The Alameda, California-based startup said the funding would support commercialisation of its Prima device.

It said an upcoming launch is planned in Europe and that it would become the first brain computer interface company to have a vision restoration device on the market.

A clinical trial in Europe found the small implant could work as artificial photoreceptors in the retina to restore functional central vision.

The implant is placed under the retina to replace the function of light-sensitive cells lost to disease. A special pair of glasses with an embedded camera and infrared projector sends light signals to the implant.

The study assessed the system in people with advanced dry age-related macular degeneration.

Of the 38 patients who received an implant, 32 were assessed at 12 months. Results showed the device led to a clinically meaningful improvement in visual acuity in 26 people.

The patients were able to read letters, numbers and words, according to the company.

Science Corporation said it has submitted a CE mark application to the European Union and applied to the US Food and Drug Administration for regulatory approval.

Darius Shahida, chief strategy officer, said: “Our imperative is to become the first BCI company to scale and achieve profitability.”

Founded in 2021, the company has now raised about US$490m in total.

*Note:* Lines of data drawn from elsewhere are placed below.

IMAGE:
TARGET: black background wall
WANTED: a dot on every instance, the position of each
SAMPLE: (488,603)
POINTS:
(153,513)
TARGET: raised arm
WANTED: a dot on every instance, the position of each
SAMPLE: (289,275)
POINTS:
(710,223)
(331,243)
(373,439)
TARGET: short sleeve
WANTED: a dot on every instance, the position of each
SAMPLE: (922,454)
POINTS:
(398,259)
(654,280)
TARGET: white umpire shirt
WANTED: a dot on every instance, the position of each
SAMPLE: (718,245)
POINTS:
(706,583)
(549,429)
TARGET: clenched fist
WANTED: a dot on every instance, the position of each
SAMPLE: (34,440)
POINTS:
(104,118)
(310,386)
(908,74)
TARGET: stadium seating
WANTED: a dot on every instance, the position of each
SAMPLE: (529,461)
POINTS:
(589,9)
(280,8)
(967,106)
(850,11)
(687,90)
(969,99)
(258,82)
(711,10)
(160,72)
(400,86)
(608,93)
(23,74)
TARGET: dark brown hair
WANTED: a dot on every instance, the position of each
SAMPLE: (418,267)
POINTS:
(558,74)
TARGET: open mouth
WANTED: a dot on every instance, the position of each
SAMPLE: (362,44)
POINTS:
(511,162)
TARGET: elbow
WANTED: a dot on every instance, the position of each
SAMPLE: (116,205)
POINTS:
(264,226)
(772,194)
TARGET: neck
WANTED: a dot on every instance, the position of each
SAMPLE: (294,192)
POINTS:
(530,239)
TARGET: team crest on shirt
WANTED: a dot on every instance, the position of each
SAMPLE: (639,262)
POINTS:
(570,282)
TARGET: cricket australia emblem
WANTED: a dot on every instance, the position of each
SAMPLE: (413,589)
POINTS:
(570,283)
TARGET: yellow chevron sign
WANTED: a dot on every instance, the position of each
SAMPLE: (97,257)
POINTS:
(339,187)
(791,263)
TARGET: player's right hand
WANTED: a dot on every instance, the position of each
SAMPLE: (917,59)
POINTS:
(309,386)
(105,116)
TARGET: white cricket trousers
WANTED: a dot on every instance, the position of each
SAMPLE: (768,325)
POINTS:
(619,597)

It said it is expanding its clinical trial programme to include other retinal diseases, such as Stargardt disease and retinitis pigmentosa.

The Series C round included existing investors Khosla Ventures, Lightspeed Venture Partners, Y Combinator, IQT and Quiet Capital.

Science Corporation said demand for the round exceeded its capital needs, with funds also earmarked for expanding research, manufacturing infrastructure and operations.